According to Bloomberg, the Japanese vendor wants to make Felica as popular regionally as it is at home by striking deals with transport companies across the region.

Relative late comers in mobile payments, such as Apple and Samsung, have been gaining much more attention than Sony but the Japanese company wants to rebalance that.

Transport systems can be a springboard for attracting merchants to the Felica system, as a big commuter base encourages retailers in train stations or bus depots to participate, said Kazuyuki Sakamoto, a Sony senior general manager in charge of Felica operations.

The plan is to make the technology easier to adopt. The Felica platform, which would only work in a smartphone with a customised chip, may be embedded as software on common chipsets as early as next year, Sakamoto said.

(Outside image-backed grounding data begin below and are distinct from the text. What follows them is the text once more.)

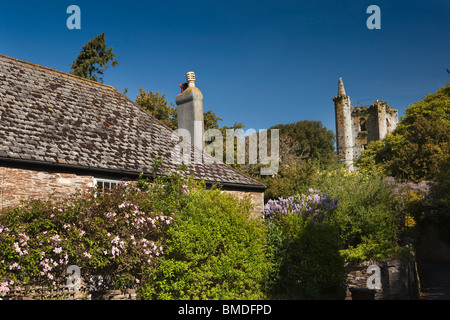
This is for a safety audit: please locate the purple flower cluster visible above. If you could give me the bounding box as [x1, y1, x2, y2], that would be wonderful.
[263, 188, 338, 224]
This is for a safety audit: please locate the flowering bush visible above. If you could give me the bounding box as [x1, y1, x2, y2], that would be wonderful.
[263, 189, 346, 299]
[263, 188, 338, 226]
[0, 163, 271, 300]
[0, 167, 193, 297]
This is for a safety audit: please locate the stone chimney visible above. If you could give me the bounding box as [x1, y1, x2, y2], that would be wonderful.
[176, 71, 204, 151]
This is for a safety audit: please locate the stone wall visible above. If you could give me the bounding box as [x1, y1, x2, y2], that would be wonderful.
[345, 257, 420, 300]
[224, 190, 264, 217]
[2, 285, 136, 300]
[0, 166, 95, 210]
[0, 166, 264, 216]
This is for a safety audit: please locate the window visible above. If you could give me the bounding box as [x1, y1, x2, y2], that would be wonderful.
[94, 178, 126, 191]
[360, 118, 367, 132]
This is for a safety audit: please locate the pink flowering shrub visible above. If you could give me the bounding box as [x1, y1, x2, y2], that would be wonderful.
[0, 167, 193, 297]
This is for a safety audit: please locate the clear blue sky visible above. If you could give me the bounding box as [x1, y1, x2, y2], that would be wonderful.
[1, 0, 449, 135]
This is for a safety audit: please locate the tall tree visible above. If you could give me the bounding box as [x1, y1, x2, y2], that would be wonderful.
[270, 120, 336, 167]
[70, 33, 118, 83]
[135, 88, 178, 130]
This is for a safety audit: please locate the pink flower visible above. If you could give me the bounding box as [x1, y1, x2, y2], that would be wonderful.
[0, 282, 11, 296]
[181, 184, 190, 195]
[83, 252, 92, 259]
[53, 247, 62, 254]
[9, 262, 21, 270]
[13, 242, 23, 255]
[111, 236, 120, 245]
[50, 234, 61, 242]
[111, 246, 121, 258]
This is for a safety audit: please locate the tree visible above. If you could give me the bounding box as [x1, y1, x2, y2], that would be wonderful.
[203, 110, 223, 130]
[269, 120, 336, 167]
[395, 82, 450, 133]
[70, 33, 118, 83]
[357, 83, 450, 182]
[135, 88, 230, 133]
[135, 88, 178, 130]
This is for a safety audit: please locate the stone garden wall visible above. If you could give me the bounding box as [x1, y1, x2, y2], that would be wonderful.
[345, 256, 420, 300]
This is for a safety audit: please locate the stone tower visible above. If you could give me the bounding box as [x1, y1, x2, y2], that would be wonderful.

Despite its popularity at home, Felica’s first deployment was actually in the Octopus card system in Hong Kong. Octopus cards are used in a variety of situations beyond public transport, including convenience stores, supermarkets, fast-food restaurants, parking meters, service stations and vending machines.

Last week, PT Telekomunikasi Indonesia struck a deal with Sony to enable payments for bus fares in Bandung with smartphones before taking Felica into retail outlets. Vietnam is another possible market where Sony has trialled Felica with a Hanoi bus operator.